I have already mentioned trade fraud in article on technological trends where I referred to the report Sensormatic Shrink Index indicating that investing in tools to minimize fraud rates in the store space makes sense. Today I want to introduce you to a specific <product placement warning> solution in this area – developed in cooperation between Euvic and the American company March Networks. This tool is, in principle, an advanced fraud detection class solution. However, its use causes both employees and customers to realize that suspicious events are being monitored, which inadvertently makes it also function as a fraud prevention system.
How to prevent fraud?
In order to prevent and thus reduce the scale of fraud, it is first and foremost necessary to know the sources of the fraud and then to select appropriate measures to counter it. The Sensormatic report indicates that more than half of the trade scams take place in the store space and as much as ¼ of them take place with the participation of shop staff. However, as the supervision of shop space by security staff is very costly, shop owners are increasingly turning their thoughts towards technical protection. The above-mentioned Sensomatric report indicates that technical security measures are a key investment area for 62% of respondents, while only 10% of respondents admit that they do not invest in this type of security measures at all. There are three ways to prevent fraud.
First of all, thanks to the monitoring. Customers know that in every store they are closely watched by cameras, and this awareness deters many of them from doing wrong things. However, skilled thieves know that it is impossible to effectively observe images from multiple cameras simultaneously. In small convenience stores there are at least several cameras, in supermarkets – a dozen or so, and in hypermarkets – over 100. Moreover, for technical reasons, it is also unrealistic to look through thousands of hours of post factum recordings. In the example of Żabka chain of stores – 4 cameras installed in one store, recording for 17 hours a day, equals to 340 hours per week. On a monthly or annual basis, this number becomes really impressive.
Secondly, thanks to the analysis of data from cash systems. As you can see in the chart below, you can draw a lot from the data coming mainly from cash and payment systems.

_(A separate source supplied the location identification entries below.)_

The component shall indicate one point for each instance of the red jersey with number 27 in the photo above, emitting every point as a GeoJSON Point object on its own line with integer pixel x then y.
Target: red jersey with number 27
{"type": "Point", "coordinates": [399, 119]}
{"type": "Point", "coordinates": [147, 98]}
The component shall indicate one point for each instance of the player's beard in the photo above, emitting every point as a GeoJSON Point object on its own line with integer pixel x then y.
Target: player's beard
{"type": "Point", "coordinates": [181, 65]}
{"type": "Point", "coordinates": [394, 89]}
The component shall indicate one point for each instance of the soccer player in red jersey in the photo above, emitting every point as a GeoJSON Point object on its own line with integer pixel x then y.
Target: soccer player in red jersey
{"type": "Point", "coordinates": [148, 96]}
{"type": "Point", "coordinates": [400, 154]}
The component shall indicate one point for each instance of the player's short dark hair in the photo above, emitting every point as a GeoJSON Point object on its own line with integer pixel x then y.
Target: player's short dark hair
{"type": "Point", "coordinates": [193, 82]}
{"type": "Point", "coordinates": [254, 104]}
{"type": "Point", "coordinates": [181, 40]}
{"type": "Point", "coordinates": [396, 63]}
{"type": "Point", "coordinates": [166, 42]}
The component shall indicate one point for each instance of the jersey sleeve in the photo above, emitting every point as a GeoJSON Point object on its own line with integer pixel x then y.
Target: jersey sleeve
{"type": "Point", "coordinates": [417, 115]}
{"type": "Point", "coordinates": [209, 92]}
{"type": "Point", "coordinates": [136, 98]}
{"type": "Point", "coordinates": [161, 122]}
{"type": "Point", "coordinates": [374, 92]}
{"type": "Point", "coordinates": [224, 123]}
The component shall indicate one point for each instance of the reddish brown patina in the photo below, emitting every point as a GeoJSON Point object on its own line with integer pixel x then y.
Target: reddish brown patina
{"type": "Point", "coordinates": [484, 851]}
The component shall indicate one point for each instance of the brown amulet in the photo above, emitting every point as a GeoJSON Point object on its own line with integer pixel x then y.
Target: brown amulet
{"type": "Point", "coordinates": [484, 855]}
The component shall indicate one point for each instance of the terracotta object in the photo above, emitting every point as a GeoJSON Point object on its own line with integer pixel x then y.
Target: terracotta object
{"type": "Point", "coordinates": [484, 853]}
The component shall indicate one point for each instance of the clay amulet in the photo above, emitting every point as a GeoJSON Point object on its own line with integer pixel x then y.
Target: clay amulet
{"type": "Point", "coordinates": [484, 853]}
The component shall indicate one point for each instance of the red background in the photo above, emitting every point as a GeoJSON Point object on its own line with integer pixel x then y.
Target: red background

What is next? Let’s assume that we have identified a pattern whereby the same customer (the same credit card ID) is reimbursed once a day for small claims. Fraud? Not necessarily. Or otherwise, 10 bottles of a particular type of whisky are somehow stolen from the store every month. The monitoring does not indicate anything suspicious, but the inventory speaks for itself. Fraud? Without additional data, we are not able to finally state this and, most importantly, to prove it. We do not know how the goods disappears, who is responsible for it and if our own cashier is not involved. So, as you can see, just the data, that’s not all.
Third – thanks to artificial intelligence used both in CCTV systems and in fraud detection tools, which allows to detect suspicious behavior. The cameras automatically count customers, identify if someone has not appeared in the forbidden zone at certain times, check if the cashier does not leave the workplace. BI systems, on the other hand, capture repeated complaints and unfinished card transactions and thus, from among many data, identify those situations that require special attention and preventive measures.
Fraud prevention and fraud protection to meet the needs of modern business
The solution developed in cooperation between Euvic and March Networks combines all three elements described above, supplementing them with the human factor. How does it work in practice?
At the store level, the cameras equipped with software specializing in fraud detection and the Artificial Intelligence Module, record accurately parameterized images in the DVR, typing out fragments of recordings in which AI has detected suspicious behavior.
At the same time, the same artificial intelligence analyzes data from the cash system, identifying transactions that by definition require attention (e.g. returns or purchase of alcohol) and transactions that are potentially risky in connection with visual data (e.g. return of goods and no customer at the cash register).
Such transactions are reported, for example, to the store manager, regional director or the team of Investigative Consultants, who additionally review the events and evaluate them for potential fraud.
What does this review look like? A consultant (a person experienced in detecting and analysing shoplifting) reviews transactions and watches the corresponding recording from cameras. It assesses the level of probability of fraud, verifies the possibility of a shop employee’s participation in such an event and identifies potential patterns that are used as a basis for preventive actions, also in other shops.
What is the uniqueness of this solution? The artificial intelligence used in it allows to combine data from two different worlds (image and transaction data), provides tools to take action at every level (shop, region, headquarters) and guarantees remote expert support in the area of shop fraud.
The March Networks platform, on the one hand, allows for connecting existing cameras to the surveillance system and, on the other, allows for secure management of CCTV images and data at the level of any complex organizational structures. It is a solution that contributes to the success of many brands, among which are for example Total Wine & More.
Investment in fraud prevention and fraud protection systems is crucial for the functioning of the whole company. As one of the Żabka’s agents point out in an interview in Kultura Liberalna newspaper the scams are often carried out by its own employees and as a result of which the business can even go bankrupt.
Taking into account the costs that have to be borne when implementing such systems and the costs that this implementation will avoid, I can definitely say that this is a “game worth the gamble”.
The author of the article is Bartłomiej Łatka, an expert on retail and logistics.